Digital certificates are used across the Internet to authenticate users exchanging data with one another.  Since every legitimate website uses a certificate, certificate management is extremely important. If a certificate were to be stolen and misused, an attacker could pose as another, more legitimate, source and infect a user with malware via their website. The expiration of a certificate of a certificate can result in an outage, causing an organization to lose out on potential customers. These are just a few reasons to learn more about certificate management.

What is Certificate Management?

Certificate management is the process of monitoring, processing, and executing every process in a certificate’s lifecycle. Certificate management is responsible for issuing, renewing, and deploying certificates to endpoints (servers, appliances, devices, etc.) so that network services are uninterrupted. Certificate management should also automate tasks (issuing, renewal, and so on), as well as provide real time status of the infrastructure of the network.

Certificate management helps manage the network and prevent interruptions and downtime, while providing a detailed monitoring of the whole infrastructure. Good certificate management plans should be able to handle any network, even ones with thousands of devices. If a certificate expires or is misconfigured, catastrophic outages all over the network may occur.

What is a Digital Certificate?

Any discussion of certificate management would be incomplete without explaining what a digital certificate is. A certificate, also known as an SSL/TLS certificate, is a digital identifier for users, devices, and other endpoints within a network. Certificates are linked with a public/private key pair and verify that the public key, which is matched with the valid certificate, can be trusted. The main job of a certificate is to ensure that data sent across a connection between a user and a server is kept private. The certificates does this by encrypting and decrypting data as it is sent across the connection. This is achieved through something called an SSL/TLS Handshake.

TLS Handshake

A TLS Handshake is executed as follows:

1. Client Hello:The client hello occurs when the client sends a request to the server to communicate. The TLS version, the cipher suites supported, and a string of random bytes known as the “client random” are included in the hello.

2. Server Hello: In the server hello, the server acknowledges the client hello. It then ensures it is using a TLS version that is compatible with the client TLS version, selects a compatible cipher suite from the ones offered by the client, and sends its certificate, the server random (similar to the client random), and the public key to the client.

3.Certificate Validation: The validity of the server’s certificate is first checked by the client through the certificate authority. The certificate authority, or CA, is a highly trusted entity given the responsibility of signing and generating digital certificates.

4. Pre-Master String: The client then encrypts a random string of bytes, called the “Pre-Master String” with the server’s public key and sends it back to the server.
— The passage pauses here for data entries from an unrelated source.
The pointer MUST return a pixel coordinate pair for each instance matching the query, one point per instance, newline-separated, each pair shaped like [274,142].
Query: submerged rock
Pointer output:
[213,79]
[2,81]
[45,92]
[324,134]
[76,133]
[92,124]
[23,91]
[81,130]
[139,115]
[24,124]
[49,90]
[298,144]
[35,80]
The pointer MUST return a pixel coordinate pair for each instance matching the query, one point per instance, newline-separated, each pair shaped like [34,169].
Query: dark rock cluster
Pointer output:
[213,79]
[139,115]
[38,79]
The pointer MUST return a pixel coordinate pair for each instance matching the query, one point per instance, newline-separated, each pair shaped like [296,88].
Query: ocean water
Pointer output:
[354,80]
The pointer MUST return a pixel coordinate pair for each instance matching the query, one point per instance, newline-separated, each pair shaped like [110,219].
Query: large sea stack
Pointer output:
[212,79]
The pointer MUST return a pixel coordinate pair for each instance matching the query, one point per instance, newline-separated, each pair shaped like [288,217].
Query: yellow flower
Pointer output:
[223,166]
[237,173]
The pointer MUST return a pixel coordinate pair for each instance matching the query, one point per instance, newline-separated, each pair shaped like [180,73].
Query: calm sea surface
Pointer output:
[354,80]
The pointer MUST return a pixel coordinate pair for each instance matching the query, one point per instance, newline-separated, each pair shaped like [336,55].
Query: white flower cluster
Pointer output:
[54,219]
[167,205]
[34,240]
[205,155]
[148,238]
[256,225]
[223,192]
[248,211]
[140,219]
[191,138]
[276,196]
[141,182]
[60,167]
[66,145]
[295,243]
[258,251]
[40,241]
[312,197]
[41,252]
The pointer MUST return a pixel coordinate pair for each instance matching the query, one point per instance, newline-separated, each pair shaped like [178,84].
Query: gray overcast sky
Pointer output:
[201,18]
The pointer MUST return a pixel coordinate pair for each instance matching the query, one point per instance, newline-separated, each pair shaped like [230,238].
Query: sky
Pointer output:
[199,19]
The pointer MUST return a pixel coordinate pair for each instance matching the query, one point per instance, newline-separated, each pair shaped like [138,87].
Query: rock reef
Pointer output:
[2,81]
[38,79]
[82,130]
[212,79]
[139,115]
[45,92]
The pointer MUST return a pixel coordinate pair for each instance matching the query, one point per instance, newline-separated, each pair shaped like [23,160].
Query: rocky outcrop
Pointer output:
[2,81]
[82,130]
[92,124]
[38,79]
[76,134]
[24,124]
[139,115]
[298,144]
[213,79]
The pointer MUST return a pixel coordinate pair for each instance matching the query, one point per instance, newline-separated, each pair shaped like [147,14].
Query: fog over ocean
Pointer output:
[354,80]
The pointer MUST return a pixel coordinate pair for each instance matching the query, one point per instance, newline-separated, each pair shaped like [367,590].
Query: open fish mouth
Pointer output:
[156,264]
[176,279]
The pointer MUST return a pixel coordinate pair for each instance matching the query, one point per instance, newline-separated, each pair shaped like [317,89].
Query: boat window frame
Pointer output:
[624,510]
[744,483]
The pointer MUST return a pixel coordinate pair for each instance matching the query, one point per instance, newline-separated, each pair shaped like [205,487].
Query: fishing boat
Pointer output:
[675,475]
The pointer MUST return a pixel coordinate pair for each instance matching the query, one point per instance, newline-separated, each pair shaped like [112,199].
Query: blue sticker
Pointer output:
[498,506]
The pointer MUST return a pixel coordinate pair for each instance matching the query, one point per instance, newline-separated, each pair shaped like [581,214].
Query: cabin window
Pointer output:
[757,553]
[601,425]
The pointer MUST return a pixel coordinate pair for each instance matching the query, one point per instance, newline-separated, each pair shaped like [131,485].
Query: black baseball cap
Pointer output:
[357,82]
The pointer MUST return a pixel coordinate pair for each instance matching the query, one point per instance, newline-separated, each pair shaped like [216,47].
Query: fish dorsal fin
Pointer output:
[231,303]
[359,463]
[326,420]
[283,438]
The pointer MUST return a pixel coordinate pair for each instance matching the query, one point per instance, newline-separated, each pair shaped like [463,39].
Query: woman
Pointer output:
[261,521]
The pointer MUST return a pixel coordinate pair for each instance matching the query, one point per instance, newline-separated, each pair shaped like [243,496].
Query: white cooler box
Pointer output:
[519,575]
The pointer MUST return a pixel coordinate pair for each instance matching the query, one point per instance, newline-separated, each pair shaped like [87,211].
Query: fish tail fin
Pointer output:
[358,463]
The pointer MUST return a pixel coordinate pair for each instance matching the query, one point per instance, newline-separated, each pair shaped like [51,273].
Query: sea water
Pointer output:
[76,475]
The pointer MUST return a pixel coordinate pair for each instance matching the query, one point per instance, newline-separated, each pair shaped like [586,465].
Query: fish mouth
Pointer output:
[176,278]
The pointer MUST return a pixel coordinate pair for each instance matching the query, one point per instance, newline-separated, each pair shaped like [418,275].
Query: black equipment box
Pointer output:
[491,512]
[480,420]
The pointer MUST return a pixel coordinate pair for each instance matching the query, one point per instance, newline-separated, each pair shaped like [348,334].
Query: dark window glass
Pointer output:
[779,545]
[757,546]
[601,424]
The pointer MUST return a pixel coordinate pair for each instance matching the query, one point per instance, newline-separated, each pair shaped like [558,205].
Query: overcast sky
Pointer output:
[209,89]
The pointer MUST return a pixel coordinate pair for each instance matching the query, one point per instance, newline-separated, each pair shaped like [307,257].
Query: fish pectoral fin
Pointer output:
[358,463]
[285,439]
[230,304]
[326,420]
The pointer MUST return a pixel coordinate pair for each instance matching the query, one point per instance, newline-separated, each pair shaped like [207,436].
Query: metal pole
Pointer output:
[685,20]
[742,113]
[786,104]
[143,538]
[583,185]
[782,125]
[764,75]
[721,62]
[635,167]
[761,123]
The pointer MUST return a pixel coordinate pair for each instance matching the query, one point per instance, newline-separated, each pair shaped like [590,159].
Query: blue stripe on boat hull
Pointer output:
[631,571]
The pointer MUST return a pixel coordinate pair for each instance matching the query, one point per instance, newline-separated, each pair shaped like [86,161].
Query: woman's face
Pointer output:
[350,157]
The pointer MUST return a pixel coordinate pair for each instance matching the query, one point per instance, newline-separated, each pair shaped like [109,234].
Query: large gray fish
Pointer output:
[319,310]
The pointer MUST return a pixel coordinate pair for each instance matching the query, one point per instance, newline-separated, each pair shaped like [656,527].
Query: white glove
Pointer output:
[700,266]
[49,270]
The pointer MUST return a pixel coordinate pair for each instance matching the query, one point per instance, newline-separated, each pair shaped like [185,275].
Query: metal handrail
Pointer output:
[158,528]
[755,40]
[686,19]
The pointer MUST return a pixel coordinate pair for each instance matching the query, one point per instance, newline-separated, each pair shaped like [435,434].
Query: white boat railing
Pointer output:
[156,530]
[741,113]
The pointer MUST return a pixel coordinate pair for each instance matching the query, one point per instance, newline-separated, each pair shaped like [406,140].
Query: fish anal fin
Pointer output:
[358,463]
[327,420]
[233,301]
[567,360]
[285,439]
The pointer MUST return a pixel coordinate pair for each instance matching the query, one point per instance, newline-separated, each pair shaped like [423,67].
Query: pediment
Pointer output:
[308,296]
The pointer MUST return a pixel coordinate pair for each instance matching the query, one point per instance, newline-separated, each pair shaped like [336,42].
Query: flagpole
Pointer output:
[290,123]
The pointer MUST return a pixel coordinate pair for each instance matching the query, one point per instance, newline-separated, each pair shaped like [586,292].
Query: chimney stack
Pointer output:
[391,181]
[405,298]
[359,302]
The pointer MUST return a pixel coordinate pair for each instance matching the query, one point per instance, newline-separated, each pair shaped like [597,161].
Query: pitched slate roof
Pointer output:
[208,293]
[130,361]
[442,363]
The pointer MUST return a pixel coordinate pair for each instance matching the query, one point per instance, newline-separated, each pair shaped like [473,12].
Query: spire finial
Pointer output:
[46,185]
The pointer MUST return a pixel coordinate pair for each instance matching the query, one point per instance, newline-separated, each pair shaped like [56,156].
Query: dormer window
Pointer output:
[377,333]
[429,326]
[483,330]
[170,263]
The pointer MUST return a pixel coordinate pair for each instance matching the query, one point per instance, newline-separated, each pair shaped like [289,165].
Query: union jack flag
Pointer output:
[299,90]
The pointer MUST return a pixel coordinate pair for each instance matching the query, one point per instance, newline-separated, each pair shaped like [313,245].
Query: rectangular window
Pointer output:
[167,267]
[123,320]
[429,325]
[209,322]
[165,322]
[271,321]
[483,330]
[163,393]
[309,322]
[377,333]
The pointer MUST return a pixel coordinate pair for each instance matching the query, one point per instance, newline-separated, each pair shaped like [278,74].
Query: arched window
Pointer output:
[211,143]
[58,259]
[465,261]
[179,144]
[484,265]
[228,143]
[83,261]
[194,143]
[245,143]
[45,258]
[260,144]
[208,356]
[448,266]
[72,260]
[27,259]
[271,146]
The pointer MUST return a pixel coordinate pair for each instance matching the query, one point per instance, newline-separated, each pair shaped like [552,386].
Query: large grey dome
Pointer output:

This ensures that only the server can decrypt the key with its own private key, acting as another level of security.

5. Session Key Creation: The server decrypts the pre-master key, and then both the client and server create session keys from the client random, the server random, and the premaster string.
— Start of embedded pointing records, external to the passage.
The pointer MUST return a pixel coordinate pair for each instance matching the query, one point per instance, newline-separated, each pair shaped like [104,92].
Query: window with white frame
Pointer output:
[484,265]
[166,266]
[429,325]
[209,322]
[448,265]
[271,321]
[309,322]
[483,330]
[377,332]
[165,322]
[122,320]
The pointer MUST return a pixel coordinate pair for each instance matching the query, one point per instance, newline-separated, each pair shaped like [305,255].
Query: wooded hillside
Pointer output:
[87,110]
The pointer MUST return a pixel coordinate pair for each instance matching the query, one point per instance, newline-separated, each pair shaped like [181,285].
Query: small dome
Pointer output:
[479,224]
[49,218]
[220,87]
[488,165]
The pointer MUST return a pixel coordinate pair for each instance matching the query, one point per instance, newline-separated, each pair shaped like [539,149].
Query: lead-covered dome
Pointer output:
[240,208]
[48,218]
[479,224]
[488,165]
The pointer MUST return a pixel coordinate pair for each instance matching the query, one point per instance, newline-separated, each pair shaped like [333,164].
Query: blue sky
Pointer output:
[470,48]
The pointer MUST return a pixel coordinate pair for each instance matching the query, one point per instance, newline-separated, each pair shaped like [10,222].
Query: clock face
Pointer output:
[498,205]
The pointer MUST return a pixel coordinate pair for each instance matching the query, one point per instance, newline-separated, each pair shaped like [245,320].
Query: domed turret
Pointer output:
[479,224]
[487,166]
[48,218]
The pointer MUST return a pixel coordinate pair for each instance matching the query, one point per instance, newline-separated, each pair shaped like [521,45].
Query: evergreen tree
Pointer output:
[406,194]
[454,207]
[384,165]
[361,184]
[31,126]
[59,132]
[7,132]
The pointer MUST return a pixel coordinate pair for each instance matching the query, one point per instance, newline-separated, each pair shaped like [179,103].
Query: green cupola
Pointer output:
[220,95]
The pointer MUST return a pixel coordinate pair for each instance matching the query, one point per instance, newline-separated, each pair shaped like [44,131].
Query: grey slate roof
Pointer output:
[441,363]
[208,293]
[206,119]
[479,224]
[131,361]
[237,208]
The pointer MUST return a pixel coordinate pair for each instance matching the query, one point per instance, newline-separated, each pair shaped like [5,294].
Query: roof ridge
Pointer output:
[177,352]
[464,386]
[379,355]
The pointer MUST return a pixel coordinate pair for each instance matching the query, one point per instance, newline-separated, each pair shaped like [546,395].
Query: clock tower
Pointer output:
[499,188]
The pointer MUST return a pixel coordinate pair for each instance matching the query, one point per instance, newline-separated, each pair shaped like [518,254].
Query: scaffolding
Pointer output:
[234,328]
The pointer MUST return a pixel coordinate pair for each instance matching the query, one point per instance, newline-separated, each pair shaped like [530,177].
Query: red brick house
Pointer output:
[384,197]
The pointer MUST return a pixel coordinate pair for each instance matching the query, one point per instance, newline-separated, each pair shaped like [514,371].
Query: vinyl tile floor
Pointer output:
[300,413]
6. Finished Messaging: The client and server then send each other messages saying they have finished creating their keys, and they compare keys with each other. If the session keys match, the TLS Handshake is completed, and the session keys are used to encrypt and decrypt any data sent between the server and client.
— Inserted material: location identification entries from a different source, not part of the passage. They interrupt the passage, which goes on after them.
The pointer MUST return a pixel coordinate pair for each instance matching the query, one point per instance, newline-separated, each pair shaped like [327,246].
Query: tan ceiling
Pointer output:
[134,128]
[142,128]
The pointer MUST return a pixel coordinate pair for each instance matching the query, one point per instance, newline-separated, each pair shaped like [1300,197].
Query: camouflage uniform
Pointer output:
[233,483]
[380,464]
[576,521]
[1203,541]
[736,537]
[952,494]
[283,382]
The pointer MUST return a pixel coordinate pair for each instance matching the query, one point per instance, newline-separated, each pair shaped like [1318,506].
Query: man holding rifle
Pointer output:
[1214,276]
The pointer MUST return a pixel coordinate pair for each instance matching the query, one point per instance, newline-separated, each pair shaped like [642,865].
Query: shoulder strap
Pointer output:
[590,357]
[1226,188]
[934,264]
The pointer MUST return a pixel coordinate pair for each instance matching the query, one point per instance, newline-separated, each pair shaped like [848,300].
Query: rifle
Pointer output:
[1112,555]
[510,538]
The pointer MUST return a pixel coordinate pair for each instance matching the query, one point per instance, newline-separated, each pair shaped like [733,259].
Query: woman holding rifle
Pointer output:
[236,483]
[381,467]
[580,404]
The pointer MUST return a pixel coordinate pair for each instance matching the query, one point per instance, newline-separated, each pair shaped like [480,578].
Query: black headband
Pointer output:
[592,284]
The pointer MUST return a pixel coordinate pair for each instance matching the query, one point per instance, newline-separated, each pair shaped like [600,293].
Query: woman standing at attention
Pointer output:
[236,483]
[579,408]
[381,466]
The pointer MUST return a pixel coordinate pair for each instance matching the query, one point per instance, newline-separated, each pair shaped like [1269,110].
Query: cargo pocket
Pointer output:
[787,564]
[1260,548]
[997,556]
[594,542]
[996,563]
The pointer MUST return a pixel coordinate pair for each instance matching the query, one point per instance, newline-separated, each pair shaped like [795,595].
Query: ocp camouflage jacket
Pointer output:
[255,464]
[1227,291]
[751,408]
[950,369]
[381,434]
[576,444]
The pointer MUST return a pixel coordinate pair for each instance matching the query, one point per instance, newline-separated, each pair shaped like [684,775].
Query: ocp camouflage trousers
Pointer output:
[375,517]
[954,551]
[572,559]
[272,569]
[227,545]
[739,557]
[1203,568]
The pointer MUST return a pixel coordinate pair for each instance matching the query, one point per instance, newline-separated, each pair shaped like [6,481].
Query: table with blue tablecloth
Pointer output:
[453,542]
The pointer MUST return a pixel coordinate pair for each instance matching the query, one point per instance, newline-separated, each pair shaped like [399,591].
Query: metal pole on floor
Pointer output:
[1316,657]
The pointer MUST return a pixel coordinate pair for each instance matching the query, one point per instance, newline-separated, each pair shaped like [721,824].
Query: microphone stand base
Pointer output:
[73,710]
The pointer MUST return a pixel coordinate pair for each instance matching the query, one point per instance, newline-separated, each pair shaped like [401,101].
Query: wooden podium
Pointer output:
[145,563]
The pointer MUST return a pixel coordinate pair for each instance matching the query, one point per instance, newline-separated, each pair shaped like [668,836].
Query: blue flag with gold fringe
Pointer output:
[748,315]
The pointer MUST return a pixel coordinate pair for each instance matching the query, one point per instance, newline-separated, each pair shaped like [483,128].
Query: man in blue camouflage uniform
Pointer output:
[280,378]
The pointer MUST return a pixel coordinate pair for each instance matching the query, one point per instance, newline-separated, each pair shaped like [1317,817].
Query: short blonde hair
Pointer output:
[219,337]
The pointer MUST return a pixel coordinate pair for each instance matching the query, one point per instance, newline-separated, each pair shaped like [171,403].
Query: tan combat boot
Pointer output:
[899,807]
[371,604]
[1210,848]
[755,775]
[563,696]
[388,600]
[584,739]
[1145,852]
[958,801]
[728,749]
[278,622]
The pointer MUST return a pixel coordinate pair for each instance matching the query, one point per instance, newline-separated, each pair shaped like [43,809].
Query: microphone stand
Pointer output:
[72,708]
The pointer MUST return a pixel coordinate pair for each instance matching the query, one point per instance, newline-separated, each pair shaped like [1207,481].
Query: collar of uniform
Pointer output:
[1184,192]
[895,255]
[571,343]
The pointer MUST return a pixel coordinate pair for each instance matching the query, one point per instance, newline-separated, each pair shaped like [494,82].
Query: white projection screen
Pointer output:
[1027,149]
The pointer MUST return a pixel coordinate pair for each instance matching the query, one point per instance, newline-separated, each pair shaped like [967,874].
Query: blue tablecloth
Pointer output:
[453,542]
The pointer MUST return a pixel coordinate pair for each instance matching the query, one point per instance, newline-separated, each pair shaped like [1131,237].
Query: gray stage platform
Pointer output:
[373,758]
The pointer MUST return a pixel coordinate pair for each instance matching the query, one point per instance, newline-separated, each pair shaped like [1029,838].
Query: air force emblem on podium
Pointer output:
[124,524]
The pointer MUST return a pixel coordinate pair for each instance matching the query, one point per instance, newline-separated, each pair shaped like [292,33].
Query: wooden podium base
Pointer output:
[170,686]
Once created, certificates can be used for authentication of servers, clients, or other devices. Certificates are considered valid for a certain time period, and expire after that time frame. Certificates follow a constant lifecycle which include phases such as creation, renewal, suspension, expiration, and more. If certificates are left to expire, then the certificate holder will no longer be trusted, resulting in a loss of service for the website or device being used. To receive a certificate, a user or website must first go through a certificate authority or sign one themselves.

Certificate Authorities

Certificates can be generated through either a trusted certificate authority or by signing a certificate themselves. Certificate authorities, or CAs, generate certificates for users to be used for TLS/SSL authentication. To ensure a certificate authority can be trusted, the chain of trust of the CA can be followed back to the source CA. A chain of trust is a chain of certificates published by trusted CAs, leading all the way back to the Root CA. To start the process of acquiring a digital certificate, the requestor must send out a Certificate Signing Request (CSR) to the CA. The CSR must have the public key of a key pair created by the requestor, along with information to confirm the identity of the requestor, such as a social security number or driver’s license. Once the requestors identity has been confirmed, the certificate is signed and returned by the CA and can be used for identification of the requestor.

The other option to get a certificate is to create one yourself using the same information, and then to self-sign it. This is used less often, because the identity of the signer cannot be verified with other trusted CAs, thus rendering the self-signed certificate suspicious. Due to this, many will not accept a self-signed certificate, so using a CA to create a certificate is the suggested method.

Certificate Lifecycle

There are several distinct stages to the certificate lifecycle, which are shown below.

  • Discovery
  • Creation/Purchasing
  • Installation
  • Storing
  • Monitoring
  • Renewal
  • Revocation
  • Replacement

Discovery: Discovery is the first stage of the certificate lifecycle. In the discovery phase, the network is scanned for missing, expired, or unusable certificates. This phase also ensures any certificates already in place have been deployed properly. Certificates with vulnerabilities and other weaknesses can also be detected and fixed or replaced. The different certificates are commonly inventoried together in this phase to allow for tracking of certificate statuses, or grouping of related certificate types.

Creation/Purchasing: In this stage the CA creates the certificate itself, or the user purchases a certificate from a trusted CA. The key pair for the certificate is created and the public key, CSR, and personally identifiable information are sent to the CA for certificate creation. If an organization or user does not have or does not wish to create a chain of trusted CAs, a certificate is purchased instead of being created.

Installation: This stage deals with the distribution and installation of the certificate in its proper place. All aspects of the certificate’s configuration are checked in the installation phase, including the key pairs, the cipher suites, and the digital signature. The certificate is then installed onto the appropriate endpoint it was created for, and begins authentication of that endpoint.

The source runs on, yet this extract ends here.